Much has been said, much has been promoted, much indeed has happened and continues to happen as the saga known in the social media world with the hashtag #aldub unabashedly titillates the Filipino sense of "kilig."
Many have commented on the superficiality of the experience - its essentially nothing more than a teenage crush acted upon by essentially young adults pretending (or at least is presented as such) to have never even seen each other in person. Piled upon by the dizzying media coverage and the almost mythic proportions it has attained in the ephemeral mindset of the Filipino psyche, it has attained more than its due (in my opinion) share.
From the national demagoguery it has unleashed comes the quintessentially Filipino propensity for emotional tearjerkers. We are, without a doubt, a people so hung up on emotional states of momentary bliss that we cling to juvenile displays of romantic awkwardness with a mindless gusto of an unrequited lover.
I am reminded of a recent survey which includes Filipinos as one of the most emotional peoples in the world. What is the socio-cultural background of this #aldub phenomenon?
In the interest of full disclosure, be it known that in no stretch of the imagination am I a social scientist. I am, for all intents and purposes, a masa. As a professional educator and nurse however, I can say that I am speaking from a disinterested viewpoint of a secular humanist, citizen of this ever so complex nation. In all my personal and professional experiences, the #aldub PHENOMENON is actually not an aberration nor is it an unusuality, but a regular outburst of national catharsis that is the Filipino experience.
Ours is a society of contradictions - where religiosity is outwardly displayed at the same time as massive corruption undercuts our social-political fabric. Where thousands of baccalaureate graduates are produced a year at the same time as millions of uneducated children ply the streets. Where poverty is manifest in the ubiquitous presence of homeless urban dwellers while the ruling elite live in opulent palaces of splendor.
The #aldub phenomenon therefore is a national release against the endemic contradictions of life in the Philippines. It is a national hurrah to the otherwise unbearable complexities of the ordinary Filipino - yes, the #aldub phenomenon wraps the Filipino - me, you, us, with the necessary antidote to the chaos that is our politics, the shattered social fabric that is our increasingly schizophrenic view of what our future should be, what our destiny can be.

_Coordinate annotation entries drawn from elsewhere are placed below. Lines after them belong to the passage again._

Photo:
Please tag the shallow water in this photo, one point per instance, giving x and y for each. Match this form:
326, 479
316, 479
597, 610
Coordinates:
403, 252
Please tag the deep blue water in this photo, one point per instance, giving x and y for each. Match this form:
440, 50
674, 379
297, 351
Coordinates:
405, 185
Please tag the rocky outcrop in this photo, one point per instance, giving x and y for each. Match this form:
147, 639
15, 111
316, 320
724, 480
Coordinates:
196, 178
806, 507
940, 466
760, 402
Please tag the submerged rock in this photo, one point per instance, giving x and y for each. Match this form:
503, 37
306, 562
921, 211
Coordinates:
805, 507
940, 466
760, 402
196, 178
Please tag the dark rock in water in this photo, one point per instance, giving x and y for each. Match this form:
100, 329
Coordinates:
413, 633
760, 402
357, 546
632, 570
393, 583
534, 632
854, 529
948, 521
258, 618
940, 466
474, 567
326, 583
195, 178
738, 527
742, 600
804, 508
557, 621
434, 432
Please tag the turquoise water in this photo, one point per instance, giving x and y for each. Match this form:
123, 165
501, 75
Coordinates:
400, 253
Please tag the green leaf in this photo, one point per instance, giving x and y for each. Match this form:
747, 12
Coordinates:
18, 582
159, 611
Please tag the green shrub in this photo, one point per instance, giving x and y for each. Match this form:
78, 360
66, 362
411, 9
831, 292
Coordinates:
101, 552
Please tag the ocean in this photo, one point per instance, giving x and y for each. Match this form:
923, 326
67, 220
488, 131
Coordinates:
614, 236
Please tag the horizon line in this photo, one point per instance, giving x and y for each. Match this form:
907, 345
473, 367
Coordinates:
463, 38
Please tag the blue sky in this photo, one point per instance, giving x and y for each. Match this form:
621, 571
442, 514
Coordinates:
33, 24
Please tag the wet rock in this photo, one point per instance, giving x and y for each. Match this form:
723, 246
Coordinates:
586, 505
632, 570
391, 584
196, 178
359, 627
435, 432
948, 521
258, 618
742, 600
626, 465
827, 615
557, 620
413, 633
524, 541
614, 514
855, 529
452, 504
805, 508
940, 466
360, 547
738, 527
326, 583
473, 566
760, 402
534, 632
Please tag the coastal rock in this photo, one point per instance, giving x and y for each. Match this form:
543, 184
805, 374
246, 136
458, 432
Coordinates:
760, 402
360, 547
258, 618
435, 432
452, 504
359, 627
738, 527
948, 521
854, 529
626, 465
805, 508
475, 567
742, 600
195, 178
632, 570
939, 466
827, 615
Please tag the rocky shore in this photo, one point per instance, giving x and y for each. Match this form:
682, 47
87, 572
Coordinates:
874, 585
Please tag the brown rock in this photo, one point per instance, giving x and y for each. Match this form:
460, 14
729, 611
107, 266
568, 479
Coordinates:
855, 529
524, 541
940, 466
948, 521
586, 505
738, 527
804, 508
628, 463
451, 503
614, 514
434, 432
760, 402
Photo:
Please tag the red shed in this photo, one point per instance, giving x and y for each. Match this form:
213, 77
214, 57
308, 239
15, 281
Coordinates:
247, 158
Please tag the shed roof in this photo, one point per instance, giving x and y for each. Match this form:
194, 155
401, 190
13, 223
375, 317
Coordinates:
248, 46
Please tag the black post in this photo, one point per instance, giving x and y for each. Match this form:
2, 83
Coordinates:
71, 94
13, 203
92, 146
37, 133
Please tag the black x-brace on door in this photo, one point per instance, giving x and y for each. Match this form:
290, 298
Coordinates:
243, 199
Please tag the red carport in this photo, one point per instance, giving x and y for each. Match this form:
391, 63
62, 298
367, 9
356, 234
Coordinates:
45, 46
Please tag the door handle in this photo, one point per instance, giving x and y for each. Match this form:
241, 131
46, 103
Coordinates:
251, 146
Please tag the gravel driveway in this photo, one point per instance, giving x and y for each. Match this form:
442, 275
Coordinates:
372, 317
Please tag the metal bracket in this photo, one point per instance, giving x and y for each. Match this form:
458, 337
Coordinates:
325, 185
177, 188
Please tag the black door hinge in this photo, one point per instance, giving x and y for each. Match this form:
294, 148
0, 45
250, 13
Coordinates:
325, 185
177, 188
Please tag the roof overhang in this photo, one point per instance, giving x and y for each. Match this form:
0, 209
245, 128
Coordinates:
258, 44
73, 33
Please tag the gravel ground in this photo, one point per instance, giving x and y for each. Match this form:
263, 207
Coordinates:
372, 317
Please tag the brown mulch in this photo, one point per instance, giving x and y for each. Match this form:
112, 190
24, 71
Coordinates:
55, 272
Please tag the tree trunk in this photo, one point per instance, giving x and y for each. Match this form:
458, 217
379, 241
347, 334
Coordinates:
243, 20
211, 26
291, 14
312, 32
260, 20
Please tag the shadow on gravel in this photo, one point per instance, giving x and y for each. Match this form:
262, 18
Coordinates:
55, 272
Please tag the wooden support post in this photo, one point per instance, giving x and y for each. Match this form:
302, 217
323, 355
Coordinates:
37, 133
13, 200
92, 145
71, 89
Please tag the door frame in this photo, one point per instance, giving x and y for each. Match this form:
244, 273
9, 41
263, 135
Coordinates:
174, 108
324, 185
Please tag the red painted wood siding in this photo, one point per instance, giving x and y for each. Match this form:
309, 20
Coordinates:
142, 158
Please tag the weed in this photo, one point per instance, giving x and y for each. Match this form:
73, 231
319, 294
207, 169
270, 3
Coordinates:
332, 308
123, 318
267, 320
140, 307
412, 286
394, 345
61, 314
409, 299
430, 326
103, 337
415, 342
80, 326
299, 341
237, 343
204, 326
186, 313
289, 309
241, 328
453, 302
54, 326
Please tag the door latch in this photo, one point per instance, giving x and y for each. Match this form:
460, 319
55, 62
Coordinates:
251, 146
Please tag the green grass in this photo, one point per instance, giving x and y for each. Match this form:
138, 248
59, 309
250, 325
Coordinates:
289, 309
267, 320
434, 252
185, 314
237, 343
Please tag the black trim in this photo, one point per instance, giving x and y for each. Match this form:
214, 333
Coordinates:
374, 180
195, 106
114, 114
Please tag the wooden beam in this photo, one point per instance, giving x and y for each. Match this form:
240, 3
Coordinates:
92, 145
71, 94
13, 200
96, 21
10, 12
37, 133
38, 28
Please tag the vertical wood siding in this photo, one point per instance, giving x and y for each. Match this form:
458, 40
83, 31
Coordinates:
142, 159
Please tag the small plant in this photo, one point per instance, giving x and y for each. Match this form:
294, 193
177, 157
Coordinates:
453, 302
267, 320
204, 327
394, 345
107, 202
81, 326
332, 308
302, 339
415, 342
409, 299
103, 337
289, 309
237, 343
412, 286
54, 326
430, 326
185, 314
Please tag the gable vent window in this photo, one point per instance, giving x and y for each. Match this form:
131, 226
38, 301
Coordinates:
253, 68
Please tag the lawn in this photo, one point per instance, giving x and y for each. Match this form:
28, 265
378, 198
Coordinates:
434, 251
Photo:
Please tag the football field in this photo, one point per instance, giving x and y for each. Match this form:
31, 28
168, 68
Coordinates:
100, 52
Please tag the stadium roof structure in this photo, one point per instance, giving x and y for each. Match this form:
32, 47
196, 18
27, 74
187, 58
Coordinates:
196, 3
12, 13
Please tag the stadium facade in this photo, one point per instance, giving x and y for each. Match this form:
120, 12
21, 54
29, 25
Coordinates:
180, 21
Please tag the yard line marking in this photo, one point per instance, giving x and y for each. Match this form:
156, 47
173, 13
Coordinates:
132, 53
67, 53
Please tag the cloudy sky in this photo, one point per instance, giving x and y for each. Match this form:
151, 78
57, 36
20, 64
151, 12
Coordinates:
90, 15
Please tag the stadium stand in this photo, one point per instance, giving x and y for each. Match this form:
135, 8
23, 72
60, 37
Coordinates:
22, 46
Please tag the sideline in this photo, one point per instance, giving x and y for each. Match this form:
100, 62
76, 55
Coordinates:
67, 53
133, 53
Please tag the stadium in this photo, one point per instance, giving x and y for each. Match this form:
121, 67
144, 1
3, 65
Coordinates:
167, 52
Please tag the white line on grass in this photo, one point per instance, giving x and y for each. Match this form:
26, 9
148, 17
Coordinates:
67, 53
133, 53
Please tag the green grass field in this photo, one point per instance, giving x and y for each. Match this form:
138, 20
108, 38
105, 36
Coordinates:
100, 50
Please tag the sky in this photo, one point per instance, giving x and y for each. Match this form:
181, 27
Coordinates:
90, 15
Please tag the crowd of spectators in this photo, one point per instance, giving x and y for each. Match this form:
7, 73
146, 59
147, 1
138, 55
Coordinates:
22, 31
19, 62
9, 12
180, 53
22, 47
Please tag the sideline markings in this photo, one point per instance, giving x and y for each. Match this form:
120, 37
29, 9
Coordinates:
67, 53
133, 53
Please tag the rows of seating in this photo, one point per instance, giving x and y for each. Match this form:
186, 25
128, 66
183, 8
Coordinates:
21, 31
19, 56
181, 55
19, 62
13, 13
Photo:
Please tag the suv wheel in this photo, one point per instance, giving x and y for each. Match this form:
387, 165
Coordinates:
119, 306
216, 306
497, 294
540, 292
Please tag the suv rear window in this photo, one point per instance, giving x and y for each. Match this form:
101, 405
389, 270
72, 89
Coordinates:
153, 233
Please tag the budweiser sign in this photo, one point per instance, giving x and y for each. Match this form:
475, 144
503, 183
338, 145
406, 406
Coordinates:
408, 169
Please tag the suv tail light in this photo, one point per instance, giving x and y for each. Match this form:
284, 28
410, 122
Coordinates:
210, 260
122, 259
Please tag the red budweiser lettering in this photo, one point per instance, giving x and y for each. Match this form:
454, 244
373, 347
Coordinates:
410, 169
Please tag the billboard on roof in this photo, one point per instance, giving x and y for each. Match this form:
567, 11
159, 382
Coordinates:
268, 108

For all that has been said about the manifest superficiality of the #aldub phenomenon, one thing clearly shows itself - we are a people so lost in our situation that we find glory in the most juvenile of emotions. There is nothing wrong with that, if only we could start to grow out of this perpetual malaise of created "Neverland", we can start to face our national problems as young adults, not as love-strucked teens. Then again, it's just me.